Em 2003, ele já alertava que em São Paulo morrem de 10 a 12 pessoas todos os dias devido à poluição do ar e ilustrava o pensamento que devemos assumir em relação ao uso do carro com duas metáforas bem claras:

- “Calcula-se que o paulistano, ao longo de sua vida, perca 2 anos e meio de vida por conta da poluição. Imagine se eu desse um comprimido e que ao tomá-lo pudesse dar dois anos de vida a mais. O quanto estaríamos dispostos a pagar por isso? Acho que esse seria o preço que o paulistano teria que pagar para resolver o problema da poluição da cidade.”

- “Vamos supor que eu inventasse um capacete tele-transportador, que você põe na cabeça, pensa e chega ao seu destino sem poluição qualquer. Todo mundo vai achar uma ótima notícia. Mas eu digo: olha, o combustível desse capacete é carne humana. Para funcionar, essa usina necessita que haja a morte de 10 pessoas [por dia]. Eu iria ser preso se dissesse isso. Como se trata de carro, de indústria de petróleo, um bem que todo mundo deseja, não acontece nada.”

Vale a pena ler a transcrição do debate, que foi parte do projeto Biodiversidade Brasil, uma parceria da TV Cultura e Natura, realizado em 2 de março de 2003, há exatos 3 anos. Continua mais atual do que nunca. Nele, o então secretário de Políticas para o Desenvolvimento Sustentável do Ministério do Meio Ambiente, Gilney Viana, conclui: “Na Europa há muitos pactos em relação a questão do transporte. Nos países nórdicos, por exemplo, o uso da bicicleta é estimulado enquanto política pública. É preciso que pactuemos, governo e sociedade organizada, a carificação desses custos sociais, humanos e financeiros para que possamos ponderar. Alguém tem que ceder e todos temos que ceder um pouco para melhorar a qualidade de vida.”

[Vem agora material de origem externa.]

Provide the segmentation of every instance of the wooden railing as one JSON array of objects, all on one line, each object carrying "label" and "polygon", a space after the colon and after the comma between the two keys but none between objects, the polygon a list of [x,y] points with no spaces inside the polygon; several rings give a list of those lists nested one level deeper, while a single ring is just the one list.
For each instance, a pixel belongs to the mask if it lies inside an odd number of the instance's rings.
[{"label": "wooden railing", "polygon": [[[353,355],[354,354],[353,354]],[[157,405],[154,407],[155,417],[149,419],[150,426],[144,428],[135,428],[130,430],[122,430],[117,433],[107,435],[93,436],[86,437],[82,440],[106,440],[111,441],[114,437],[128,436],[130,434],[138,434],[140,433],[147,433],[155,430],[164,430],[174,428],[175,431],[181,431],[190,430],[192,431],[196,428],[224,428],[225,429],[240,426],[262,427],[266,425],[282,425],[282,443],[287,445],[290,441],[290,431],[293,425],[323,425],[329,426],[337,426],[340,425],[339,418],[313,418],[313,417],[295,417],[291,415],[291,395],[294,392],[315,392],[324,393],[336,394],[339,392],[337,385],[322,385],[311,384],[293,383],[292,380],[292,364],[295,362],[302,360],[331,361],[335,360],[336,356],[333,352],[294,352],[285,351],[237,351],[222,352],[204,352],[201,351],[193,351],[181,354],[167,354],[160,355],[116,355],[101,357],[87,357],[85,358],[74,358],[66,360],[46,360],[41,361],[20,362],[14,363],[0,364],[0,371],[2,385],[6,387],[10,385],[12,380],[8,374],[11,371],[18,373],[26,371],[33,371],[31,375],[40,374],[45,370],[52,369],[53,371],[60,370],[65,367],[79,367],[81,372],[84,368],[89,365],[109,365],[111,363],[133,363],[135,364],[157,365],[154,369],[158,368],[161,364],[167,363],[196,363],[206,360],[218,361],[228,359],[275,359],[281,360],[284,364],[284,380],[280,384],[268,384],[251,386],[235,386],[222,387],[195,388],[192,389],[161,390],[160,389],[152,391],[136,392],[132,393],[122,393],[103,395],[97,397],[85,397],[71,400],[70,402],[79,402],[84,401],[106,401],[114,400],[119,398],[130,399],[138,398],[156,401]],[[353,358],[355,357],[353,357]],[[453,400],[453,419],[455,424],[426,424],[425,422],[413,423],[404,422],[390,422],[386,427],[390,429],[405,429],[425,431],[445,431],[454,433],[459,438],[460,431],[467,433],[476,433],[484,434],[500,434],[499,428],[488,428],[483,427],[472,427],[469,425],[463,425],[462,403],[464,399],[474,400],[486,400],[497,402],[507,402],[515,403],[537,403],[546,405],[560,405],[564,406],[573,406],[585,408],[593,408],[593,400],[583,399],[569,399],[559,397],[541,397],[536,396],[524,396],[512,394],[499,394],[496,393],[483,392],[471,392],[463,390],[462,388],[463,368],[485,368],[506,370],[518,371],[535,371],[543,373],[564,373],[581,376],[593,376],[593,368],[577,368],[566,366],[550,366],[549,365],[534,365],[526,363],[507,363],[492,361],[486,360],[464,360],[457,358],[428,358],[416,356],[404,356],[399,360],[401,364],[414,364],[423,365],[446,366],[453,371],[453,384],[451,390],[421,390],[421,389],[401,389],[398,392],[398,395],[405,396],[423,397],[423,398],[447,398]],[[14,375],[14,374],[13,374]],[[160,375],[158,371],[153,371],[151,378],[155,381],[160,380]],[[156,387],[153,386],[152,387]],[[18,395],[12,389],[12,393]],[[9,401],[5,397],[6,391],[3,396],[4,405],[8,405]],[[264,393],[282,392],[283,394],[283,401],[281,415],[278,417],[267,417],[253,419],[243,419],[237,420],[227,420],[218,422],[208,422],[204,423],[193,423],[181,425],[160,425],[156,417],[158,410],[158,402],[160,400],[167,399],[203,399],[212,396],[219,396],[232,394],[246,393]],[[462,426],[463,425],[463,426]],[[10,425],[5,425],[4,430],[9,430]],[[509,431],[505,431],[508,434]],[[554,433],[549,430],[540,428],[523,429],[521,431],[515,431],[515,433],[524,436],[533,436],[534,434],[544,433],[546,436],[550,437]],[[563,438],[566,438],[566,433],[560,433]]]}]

Para ajudar um pouco a diminuir a poluição produzida na cidade, nem precisa radicalizar e trocar o carro pela bicicleta: use o transporte público. Um ônibus, isoladamente, polui bem mais que um carro, mas se você dividir a poluição produzida pela quantidade de pessoas que o utilizam, a poluição que cada indivíduo causa no seu deslocamento será bem menor. E nem precisa fazer muita conta, é só pensar que tem um carro a menos na rua e você está usando um ônibus ou metrô que já estaria ali, com ou sem você dentro dele.

“Ah, mas meu vizinho vai continuar andando com a pickup diesel dele o dia todo, não vai adiantar nada se eu sozinho poluir menos”. Bom, então continue usando seu carro, compactuando com o homicídio culposo que é a poluição. Você continuará causando em todos, inclusive em seus próprios familiares, a redução de sua expectativa de vida e as doenças respiratórias e cardíacas. Se você não conseguir tornar o ar tão mais limpo quanto gostaria, limpará pelo menos sua consciência, sabendo que faz o máximo que pode.

Pelo menos nos dias úteis, quando não preciso transportar minha mulher e meu filho pequeno, uso a bicicleta. Nesses dias eu não poluo o ar que meu filho respira. No âmbito individual, é o máximo que eu posso fazer por enquanto – e me sinto bem com isso.